Wednesday, April 4, 2012

The Three Weissmanns of Westport by Cathleen Schine

I'd like to start this review out with a little advice -- Don't claim you're paying homage to a great piece of literature in your modern telling if you're not going to stay true to the classic version of the story. Everyone will be comparing your book to the original story and when you deviate we will HATE it.

The Three Weissmann's of Westport focuses in on the lives of three women, a mother and her two adult daughters. The mom, Betty, has recently been uprooted from her home and is going through a divorce. Her two adult daughters, Annie and Miranda, decide to give up their own homes to live with their mom as she goes through the divorce in order to support her. This is the start of Schine's homage to Jane Austen's Sense and Sensibility. It's a well-known classic so you can probably imagine most of the plot from there yourself -- until Schine ruins it in the end.

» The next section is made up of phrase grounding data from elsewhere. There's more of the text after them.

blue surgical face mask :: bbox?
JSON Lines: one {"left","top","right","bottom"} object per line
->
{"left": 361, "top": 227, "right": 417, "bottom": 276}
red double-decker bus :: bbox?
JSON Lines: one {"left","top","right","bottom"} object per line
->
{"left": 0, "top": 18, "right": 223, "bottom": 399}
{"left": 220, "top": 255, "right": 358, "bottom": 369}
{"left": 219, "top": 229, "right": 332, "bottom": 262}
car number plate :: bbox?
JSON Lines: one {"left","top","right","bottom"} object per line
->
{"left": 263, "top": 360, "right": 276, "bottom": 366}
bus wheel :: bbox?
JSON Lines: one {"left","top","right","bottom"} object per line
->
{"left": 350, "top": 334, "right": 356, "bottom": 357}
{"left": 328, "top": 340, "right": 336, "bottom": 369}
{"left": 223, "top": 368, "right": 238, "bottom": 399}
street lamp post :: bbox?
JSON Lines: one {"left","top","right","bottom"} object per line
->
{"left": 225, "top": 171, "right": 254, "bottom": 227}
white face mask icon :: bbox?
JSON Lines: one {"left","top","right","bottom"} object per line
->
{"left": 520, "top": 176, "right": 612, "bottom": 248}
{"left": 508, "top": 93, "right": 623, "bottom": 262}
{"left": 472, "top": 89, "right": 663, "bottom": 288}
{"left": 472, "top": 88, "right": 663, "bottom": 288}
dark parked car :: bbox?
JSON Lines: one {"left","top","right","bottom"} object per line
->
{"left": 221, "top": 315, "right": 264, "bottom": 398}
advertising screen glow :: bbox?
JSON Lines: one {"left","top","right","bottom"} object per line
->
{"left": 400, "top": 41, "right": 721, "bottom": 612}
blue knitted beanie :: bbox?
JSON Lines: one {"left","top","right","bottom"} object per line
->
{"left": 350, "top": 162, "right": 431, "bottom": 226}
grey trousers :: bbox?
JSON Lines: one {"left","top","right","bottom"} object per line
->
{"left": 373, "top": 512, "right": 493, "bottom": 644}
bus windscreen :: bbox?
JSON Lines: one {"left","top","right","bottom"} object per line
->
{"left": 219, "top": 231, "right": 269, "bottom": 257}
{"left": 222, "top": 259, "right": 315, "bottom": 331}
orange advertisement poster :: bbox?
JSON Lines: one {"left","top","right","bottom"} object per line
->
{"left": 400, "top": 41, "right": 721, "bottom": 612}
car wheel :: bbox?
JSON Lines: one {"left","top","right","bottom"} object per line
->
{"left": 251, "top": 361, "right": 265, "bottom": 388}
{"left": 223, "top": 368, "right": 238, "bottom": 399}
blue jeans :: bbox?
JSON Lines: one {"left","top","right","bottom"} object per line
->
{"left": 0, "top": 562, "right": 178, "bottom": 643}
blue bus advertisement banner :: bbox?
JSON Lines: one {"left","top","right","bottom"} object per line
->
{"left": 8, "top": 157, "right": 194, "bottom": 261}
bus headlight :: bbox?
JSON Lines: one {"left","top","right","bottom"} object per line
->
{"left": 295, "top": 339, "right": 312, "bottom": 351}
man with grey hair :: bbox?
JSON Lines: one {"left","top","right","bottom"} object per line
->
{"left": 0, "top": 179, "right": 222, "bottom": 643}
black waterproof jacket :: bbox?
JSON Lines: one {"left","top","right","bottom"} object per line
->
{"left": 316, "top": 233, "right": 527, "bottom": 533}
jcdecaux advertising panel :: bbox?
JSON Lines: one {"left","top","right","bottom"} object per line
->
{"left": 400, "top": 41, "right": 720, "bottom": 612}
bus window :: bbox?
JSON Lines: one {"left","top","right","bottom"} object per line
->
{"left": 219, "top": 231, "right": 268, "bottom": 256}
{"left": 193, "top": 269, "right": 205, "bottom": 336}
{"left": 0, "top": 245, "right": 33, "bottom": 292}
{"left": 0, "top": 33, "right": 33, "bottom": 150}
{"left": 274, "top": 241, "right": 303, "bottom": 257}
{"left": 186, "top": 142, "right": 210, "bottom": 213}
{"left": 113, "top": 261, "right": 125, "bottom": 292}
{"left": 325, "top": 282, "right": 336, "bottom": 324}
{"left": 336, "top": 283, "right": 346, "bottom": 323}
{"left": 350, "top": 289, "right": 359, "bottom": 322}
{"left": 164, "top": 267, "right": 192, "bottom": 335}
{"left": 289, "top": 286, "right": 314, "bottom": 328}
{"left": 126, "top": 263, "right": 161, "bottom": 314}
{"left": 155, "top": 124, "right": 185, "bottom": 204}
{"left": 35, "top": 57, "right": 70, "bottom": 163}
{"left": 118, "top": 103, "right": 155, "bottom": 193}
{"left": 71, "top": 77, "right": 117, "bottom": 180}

Without the connection to Austen, this book is pretty good, but you can't read it without comparing it and that where the trouble sets in. Firstly, her daughters are just too old. Austen's girls are still young and most of that book has them struggling to figure out who they are as they grow into womanhood and face real life. Annie and Miranda have already sunk shoulder-deep into real life so you miss out on a huge element of their characters. It's not quite believable that women nearing their 50's would hold a lot of naivete in their characters.

Then, we get to the end of the book so let me just say SPOILER ALERT here because I have to talk about it in order to adequately illustrate my frustrations. In the end of S&S the eldest sister end up with the man she's been pining for through the whole book. She forgives him a secret engagement to another and lives happily in love. Annie (Schine's Elinor) does not forgive her real love and ultimately settles for sweet, older guy who has been hanging on the fringes of the story all along, working behind the scenes to help. This older guy sound familiar because he should -- he's the character who should have ended up with the second sister if Schine would have stuck to Austen's story. What happens to Miranda? She falls in love with a woman and finally realizes that she's gay.

So all the build up of a modernized Sense and Sensibility, all the familiar characters in one form or another come together and have you waiting for a specific ending, and then nothing. Why go to all the trouble to imitate another story just to write your own ending? I don't get it. Schine could have written this great novel about these three women, could have kept the story almost the same as it is and just left the allusion to a classic out of it. If I wasn't spending so much time comparing this book to the Austen I know I would have enjoyed it more.

It's hard to say whether this book is worth reading. If you're an Austen fan - I'd say NO! If you actually aren't familiar with S&S then this would make a good beach read for the summer. It just left me feeling angry and appreciating works in their original form all the more.